Oil demand could rise to 113 million bpd by 2050 if climate pledges remain unmet, the IEA warned.
Franziska Holz, deputy head of energy, transport and environment at the German Institute for Economic Research (DIW Berlin), said the restoration of the conservative scenario is a “positive development” because it proves that the world is “not on track to meet our climate targets… [and] is not replacing fossil fuels in our energy mix fast enough.”
Holtz joked that “Americans probably didn’t envisage this” when they relied on the IEA to reinstate a more cautious scenario.
US oil production is stabilising, just as shale deposits are being depleted faster each year. Image: David McNew/Getty Images
New oil discoveries have bottomed out
When it comes to peak oil, both organisations point to the same basic risk: oil reserves won’t be able to take care of themselves. Old fields are rapidly depleting, and without sustained investment, production from existing fields will fall by around 8 per cent a year, the IEA warned in November.
Huge amounts of new production are required just to keep global oil supplies up. Yet much of the spending is aimed at compensating for declining production due to ageing fields, rather than bringing significant new production on stream.
With discoveries at historic lows and increasing reliance on rapidly depleting shale and deepwater wells, the oil sector is increasingly working to stay in place.
Antonio Turiel, a physicist and peak oil researcher at Spain’s CSIC institute, told DW that the fracking boom in the US, the engine of growth outside OPEC, is approaching exhaustion. The best places to drill in the Permian Basin, in Texas and New Mexico, have already been exploited and the rate of production decline is accelerating.
“After 15 intense years, we are nearing the end of the fracking road,” Turiel said. “We can maintain this mirage for another year or two, but then the decline will be incredibly rapid.”
The inevitable peak in oil production?
Turiel believes the world is approaching a much earlier peak in oil production than most agencies are willing to admit. He said 80 per cent of all oil fields are “already past peak production.”

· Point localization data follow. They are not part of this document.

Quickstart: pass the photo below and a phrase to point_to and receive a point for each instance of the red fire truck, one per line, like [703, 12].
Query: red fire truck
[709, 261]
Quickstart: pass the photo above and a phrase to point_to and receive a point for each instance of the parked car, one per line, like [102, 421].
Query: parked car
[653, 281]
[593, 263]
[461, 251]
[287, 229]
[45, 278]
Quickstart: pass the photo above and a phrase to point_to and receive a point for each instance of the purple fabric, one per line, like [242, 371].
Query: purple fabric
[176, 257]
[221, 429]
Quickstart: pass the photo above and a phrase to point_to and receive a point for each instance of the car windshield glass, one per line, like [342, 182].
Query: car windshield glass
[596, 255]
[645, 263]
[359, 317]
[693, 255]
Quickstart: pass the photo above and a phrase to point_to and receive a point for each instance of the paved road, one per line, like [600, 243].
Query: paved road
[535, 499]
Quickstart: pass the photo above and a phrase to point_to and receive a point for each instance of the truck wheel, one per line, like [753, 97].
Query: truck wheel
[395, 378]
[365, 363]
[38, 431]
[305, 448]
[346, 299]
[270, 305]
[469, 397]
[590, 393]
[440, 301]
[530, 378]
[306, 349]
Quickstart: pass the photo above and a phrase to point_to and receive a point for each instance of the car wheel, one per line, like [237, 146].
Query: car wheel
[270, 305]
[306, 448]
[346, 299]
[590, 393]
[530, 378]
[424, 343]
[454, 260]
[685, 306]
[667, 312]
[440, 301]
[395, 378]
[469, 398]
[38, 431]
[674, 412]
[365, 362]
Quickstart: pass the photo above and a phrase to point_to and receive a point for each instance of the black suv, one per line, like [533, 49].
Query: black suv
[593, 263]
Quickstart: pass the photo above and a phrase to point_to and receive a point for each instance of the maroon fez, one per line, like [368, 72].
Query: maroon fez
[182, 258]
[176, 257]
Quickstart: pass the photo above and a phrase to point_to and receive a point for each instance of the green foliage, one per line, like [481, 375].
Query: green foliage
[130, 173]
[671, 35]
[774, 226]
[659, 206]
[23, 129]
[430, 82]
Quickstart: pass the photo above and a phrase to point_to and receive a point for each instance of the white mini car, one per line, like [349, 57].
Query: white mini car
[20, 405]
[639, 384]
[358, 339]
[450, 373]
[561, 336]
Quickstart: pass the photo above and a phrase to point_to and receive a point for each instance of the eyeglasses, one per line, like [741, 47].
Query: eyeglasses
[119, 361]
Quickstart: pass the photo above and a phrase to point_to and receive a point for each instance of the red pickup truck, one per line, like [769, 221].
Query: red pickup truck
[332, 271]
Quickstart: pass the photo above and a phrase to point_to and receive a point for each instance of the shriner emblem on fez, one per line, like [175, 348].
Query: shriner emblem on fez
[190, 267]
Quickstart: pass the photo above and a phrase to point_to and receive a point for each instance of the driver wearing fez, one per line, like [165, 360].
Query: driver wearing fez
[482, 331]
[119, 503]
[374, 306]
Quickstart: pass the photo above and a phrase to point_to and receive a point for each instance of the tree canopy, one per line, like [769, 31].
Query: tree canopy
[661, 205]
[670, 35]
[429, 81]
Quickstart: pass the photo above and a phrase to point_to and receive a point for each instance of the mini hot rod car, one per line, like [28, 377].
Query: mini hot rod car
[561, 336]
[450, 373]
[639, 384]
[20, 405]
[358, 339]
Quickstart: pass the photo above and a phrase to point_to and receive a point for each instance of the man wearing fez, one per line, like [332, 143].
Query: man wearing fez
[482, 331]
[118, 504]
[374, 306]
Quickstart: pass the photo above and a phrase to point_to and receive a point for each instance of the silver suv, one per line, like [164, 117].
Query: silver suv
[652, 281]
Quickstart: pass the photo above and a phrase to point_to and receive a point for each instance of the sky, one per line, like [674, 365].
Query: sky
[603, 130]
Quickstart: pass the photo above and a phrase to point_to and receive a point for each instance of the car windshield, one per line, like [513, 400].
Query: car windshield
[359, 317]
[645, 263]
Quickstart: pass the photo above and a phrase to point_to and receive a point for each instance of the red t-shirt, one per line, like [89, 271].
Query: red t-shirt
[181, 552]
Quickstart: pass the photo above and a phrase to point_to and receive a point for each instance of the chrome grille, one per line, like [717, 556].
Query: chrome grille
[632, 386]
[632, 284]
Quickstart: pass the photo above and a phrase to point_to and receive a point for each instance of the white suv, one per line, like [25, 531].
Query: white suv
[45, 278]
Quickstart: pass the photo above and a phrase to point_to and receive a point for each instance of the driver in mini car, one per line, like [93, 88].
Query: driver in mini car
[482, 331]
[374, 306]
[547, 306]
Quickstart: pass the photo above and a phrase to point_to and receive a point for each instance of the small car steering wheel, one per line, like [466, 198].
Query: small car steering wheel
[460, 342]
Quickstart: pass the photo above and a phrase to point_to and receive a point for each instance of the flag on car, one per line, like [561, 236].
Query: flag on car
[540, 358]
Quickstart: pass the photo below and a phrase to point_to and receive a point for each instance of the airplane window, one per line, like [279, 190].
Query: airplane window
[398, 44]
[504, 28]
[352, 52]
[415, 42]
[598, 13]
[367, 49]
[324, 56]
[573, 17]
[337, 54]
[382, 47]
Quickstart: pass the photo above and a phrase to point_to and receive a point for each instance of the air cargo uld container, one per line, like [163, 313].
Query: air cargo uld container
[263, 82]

, As with shale, he said, the world is relying too much on aging supergiant fields for stability, whose fastest decline phase is about to begin.
“We are likely to have a strong annual decline – about 5 per cent a year – even before 2030,” he said. “After that point, we can expect gross annual oil production to decline by about 50 per cent for 20 years.”
Turiel noted that from 2020 to 2025, an average of 3 billion barrels of oil per day was discovered – 12 times less than global consumption. And while OPEC doesn’t foresee peak oil, and the IEA’s worst-case scenario doesn’t foresee it by 2050, Turiel’s timeline is stark:
“Most likely by 2027, in any case before 2030,” he said. “Even sooner if some undesirable geopolitical problems arise.”
Few countries will make the transition to cleaner energy
Despite all the debate about when oil demand will peak, the distance between governments’ climate promises and their policies remains wide and growing. Only a few countries have established strong mechanisms to accelerate the clean energy transition, including Norway’s electromodel system. Policy, China’s clean technology industrial strategy, and the European Union’s climate laws.
By contrast, the United States under President Donald Trump has taken steps to expand domestic oil and gas production, loosen federal climate rules and reduce support for electric vehicles, which analysts say is likely to slow the global transition away from fossil fuels.
Jeff Colgan, a political science professor at Brown University in Rhode Island, told DW that the Trump administration is not only undoing his predecessor Joe Biden’s efforts to support US green industry policies. More fundamentally, Colgan said, the Trump administration is “attacking” the science and institutions in the US government that promote climate policy.
“This has implications not only for US environmental policy, but will have ripple effects around the world,” he said.